Bee The Change: a new nature documentary 

As part of the global Bee The Change campaign, a new nature documentary is in development. The documentary is being made by the award-winning filmmakers Josh and Rebecca Tickell, most famous for their environmentally-focused viral filmmaking in Kiss The Ground (2020). The Bee The Change documentary will be a stunning and emotional film focused on the story of humanity’s dependence on nature and the magic work of bees and other pollinators in the creation of life.

PANGAIA is one of the executive producers, along with G42 and a group of other international profiles. The film will have its one-time world-first preview at COP28 on the main stage in Green Zone, with its full premiere scheduled for May 2024.


About Trillion Bees 

Trillion Bees is a coalition of businesses, organisations and individuals united in our concern for the health of our planet’s pollinators.
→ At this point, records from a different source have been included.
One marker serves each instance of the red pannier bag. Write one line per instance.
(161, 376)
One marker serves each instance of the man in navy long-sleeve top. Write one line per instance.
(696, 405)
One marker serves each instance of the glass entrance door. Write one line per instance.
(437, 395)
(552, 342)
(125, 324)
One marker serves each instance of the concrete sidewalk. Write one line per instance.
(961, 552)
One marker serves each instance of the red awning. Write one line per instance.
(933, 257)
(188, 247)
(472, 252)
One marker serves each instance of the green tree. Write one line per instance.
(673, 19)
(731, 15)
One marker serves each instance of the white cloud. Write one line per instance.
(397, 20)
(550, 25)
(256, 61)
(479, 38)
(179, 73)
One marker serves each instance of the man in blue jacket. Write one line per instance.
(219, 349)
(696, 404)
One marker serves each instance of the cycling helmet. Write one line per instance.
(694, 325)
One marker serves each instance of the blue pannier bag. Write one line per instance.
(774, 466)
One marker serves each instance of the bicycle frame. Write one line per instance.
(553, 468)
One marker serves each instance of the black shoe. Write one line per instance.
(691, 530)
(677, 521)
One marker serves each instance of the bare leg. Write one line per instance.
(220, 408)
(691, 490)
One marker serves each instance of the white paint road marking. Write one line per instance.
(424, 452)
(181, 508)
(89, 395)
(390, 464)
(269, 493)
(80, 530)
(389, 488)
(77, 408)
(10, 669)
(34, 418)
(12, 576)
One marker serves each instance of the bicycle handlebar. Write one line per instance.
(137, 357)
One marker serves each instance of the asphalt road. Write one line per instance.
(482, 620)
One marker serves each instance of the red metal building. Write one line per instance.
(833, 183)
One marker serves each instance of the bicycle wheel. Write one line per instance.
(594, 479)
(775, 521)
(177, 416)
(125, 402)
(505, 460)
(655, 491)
Working side-by-side, we’ll use our combined platforms to raise awareness to reverse biodiversity loss and protect bees and pollinators from extinction through the campaign and global movement Bee The Change.

Bee The Change aims to be a new global movement and campaign to engage citizens by raising awareness and changing behaviours.

Bees and other pollinators are critical to our food supply—they pollinate 70 of the approximately 100 crop species that feed 90% of the world. According to the UN, bee and pollinator colonies have been collapsing in many parts of the world, with over a dozen factors all playing their part – from decline in flowering plants and the use of pesticides, to spread of pests and air pollution.